Her son told Pathak: “Doctor, either put her out of her suffering, or cure her.” Pathak told him it was too dangerous to operate at her age, but the son said his mother was in so much pain it was worth the risk.

The operation was touch-and-go, but it was successful. The woman who had been brought in on a stretcher, walked out of the hospital three days after the operation. 

A few months later, a 27-year-old woman was brought into the ER bleeding profusely from an arm mangled by a thresher machine. Even in that state, she was breastfeeding her baby. Pathak welled up seeing this display of selfless motherhood, as he wheeled her into surgery. She needed three operations, but now has full use of her hand.
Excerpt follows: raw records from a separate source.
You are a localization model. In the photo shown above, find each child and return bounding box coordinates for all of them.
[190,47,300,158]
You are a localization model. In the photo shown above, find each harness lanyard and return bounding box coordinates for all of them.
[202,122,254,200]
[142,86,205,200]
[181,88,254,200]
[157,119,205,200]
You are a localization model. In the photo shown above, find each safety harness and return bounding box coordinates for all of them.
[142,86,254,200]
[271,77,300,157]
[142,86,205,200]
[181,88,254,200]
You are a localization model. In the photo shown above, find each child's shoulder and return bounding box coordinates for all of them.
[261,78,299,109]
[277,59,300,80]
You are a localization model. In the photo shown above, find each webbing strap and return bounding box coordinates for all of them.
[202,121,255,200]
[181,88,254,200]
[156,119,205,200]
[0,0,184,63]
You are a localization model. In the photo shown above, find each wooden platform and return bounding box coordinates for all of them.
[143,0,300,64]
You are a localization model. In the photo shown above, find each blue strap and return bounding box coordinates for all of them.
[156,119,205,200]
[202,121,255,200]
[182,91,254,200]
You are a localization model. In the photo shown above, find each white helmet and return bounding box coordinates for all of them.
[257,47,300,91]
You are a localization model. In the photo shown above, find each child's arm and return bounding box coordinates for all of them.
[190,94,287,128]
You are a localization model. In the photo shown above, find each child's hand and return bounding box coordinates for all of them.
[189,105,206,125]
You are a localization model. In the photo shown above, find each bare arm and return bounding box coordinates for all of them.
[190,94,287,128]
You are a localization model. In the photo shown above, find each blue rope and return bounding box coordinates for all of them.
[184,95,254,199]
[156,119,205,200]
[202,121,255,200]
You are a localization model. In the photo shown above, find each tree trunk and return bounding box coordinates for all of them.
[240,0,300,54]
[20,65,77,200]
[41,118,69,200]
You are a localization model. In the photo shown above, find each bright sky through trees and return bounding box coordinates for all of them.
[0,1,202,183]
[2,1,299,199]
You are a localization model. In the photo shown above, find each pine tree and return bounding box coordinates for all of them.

It is the sense of achievement from such recovery that keeps Mandeep Pathak here in this isolated village in the middle of nowhere. Bayalpata Hospital has not just saved lives, it also saves families from poverty because they do not have to take sick relatives to expensive city hospitals. 

In January, a woman was brought to Bayalpata with both hands broken. She said she had taken a fall, but Pathak did not believe her. When alone in the surgery, she finally admitted that her husband had beaten her. 

It was her husband who had brought her to hospital for treatment, but she refused to file a police report. Pathak quietly put both her arms in casts, thinking about the poverty, patriarchy and injustice in society that he is unable to treat.